Special Issue Information

Dear Colleagues,

This Special Issue focuses on the latest advancements in dairy products. Dairy products, such as milk, cheese, yogurt, and ice cream, play a pivotal role in human nutrition, providing high-quality protein, calcium, and other essential nutrients. Research on dairy products is extensive, aiming to enhance their quality, safety, and functionality.

Objectives of this Special Issue:

  • To present the latest scientific achievements in the field of dairy products;
  • To discuss current trends and challenges in the production and processing of dairy products;
  • To exchange knowledge between scientists, food technologists, and representatives of the dairy industry;
  • To inspire further research and development in this field.

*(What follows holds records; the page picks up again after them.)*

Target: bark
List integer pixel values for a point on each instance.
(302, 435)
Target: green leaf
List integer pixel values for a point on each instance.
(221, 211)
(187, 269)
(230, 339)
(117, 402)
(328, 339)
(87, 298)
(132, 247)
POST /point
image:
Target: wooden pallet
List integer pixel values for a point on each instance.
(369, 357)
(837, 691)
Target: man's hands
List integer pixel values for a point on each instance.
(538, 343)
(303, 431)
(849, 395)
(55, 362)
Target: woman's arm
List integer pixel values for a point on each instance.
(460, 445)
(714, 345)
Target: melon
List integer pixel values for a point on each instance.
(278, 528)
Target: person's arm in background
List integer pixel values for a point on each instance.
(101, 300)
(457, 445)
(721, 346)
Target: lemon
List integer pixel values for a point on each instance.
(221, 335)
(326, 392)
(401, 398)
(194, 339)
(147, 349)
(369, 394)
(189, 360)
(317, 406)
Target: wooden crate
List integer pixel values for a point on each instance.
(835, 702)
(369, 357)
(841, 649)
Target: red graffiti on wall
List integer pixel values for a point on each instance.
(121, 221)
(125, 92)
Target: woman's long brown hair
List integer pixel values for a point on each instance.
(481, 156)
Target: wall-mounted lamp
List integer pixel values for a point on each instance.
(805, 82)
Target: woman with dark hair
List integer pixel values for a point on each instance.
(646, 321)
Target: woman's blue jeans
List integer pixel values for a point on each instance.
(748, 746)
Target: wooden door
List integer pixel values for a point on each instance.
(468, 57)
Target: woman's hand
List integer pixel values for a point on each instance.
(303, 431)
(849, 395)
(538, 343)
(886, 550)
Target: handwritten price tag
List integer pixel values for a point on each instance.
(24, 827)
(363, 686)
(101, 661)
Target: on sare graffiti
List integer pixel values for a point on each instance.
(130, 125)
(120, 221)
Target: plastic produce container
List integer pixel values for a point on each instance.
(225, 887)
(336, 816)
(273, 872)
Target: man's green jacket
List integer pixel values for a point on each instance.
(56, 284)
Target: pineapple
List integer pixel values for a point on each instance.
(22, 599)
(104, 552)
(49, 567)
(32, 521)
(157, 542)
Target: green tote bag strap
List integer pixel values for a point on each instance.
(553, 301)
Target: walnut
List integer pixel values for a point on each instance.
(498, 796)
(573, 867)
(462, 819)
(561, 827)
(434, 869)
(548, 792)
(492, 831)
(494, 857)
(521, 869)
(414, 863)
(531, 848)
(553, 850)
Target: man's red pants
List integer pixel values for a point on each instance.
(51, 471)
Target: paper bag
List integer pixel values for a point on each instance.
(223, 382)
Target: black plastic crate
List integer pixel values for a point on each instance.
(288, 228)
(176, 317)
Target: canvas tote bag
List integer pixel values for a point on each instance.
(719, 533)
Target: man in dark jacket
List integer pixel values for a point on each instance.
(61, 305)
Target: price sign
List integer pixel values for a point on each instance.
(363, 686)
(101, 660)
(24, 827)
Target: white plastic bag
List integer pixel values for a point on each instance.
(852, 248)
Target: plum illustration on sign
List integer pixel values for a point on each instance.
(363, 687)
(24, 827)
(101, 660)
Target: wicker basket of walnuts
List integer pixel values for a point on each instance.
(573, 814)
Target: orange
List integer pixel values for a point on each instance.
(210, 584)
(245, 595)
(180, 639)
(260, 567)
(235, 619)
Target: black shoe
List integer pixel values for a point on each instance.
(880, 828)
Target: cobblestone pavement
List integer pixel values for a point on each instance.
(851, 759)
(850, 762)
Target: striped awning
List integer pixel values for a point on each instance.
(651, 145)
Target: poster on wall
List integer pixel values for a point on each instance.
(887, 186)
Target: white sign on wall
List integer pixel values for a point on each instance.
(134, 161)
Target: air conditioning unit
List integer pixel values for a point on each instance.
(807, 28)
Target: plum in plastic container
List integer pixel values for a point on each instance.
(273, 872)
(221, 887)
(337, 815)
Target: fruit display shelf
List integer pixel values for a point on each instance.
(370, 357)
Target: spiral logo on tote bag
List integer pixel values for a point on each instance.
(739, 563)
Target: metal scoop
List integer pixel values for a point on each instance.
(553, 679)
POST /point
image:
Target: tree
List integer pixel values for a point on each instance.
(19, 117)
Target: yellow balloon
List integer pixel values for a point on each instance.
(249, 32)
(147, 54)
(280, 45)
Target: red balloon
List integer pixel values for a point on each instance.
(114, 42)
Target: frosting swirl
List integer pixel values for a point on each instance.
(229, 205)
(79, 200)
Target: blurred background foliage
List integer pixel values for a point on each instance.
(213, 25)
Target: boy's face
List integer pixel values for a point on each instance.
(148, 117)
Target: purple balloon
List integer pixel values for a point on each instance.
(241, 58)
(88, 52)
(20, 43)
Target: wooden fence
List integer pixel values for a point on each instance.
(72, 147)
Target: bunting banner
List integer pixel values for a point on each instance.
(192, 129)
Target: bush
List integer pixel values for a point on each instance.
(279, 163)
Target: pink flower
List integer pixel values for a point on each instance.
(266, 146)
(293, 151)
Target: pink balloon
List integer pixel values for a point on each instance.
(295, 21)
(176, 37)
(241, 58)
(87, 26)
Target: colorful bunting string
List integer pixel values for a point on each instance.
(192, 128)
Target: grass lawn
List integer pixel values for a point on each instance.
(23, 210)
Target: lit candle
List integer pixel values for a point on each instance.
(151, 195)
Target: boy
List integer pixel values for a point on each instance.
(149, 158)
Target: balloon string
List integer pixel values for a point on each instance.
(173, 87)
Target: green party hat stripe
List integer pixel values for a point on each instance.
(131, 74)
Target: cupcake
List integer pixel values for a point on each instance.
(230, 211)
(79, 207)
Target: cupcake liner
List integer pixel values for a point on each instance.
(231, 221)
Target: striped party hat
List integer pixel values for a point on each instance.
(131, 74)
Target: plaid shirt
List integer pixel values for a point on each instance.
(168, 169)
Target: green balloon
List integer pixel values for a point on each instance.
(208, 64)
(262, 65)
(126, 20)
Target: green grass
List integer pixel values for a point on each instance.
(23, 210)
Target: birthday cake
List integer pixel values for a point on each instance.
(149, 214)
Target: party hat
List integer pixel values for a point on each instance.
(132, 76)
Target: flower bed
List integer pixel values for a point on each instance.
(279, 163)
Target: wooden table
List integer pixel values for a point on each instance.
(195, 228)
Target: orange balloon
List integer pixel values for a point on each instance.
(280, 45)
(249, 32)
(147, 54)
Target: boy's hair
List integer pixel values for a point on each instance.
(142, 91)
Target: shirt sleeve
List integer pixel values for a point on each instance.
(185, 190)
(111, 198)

Topics covered in this Special Issue include the following:

  • Chemical composition of dairy products: Analysis of nutritional components, bioactive compounds, and potential allergens;
  • Physical and rheological properties: Studies on texture, viscosity, syneresis, and other properties affecting the sensory quality of products;
  • Novel production and processing methods: Development of innovative production technologies such as fermentation, microfiltration, ultrafiltration, and nanotechnology;
  • Application of new ingredients and additives: Impact on the quality, shelf life, and functionality of dairy products;
  • Development of new products: Creation of dairy products with special properties, such as probiotic, functional, and products designed for specific consumer groups (e.g., children, the elderly);
  • Analytical methods: Modern analytical techniques for determining the composition and quality of dairy products;
  • Food safety: Issues related to microbiology, toxicology, and the safety of dairy products.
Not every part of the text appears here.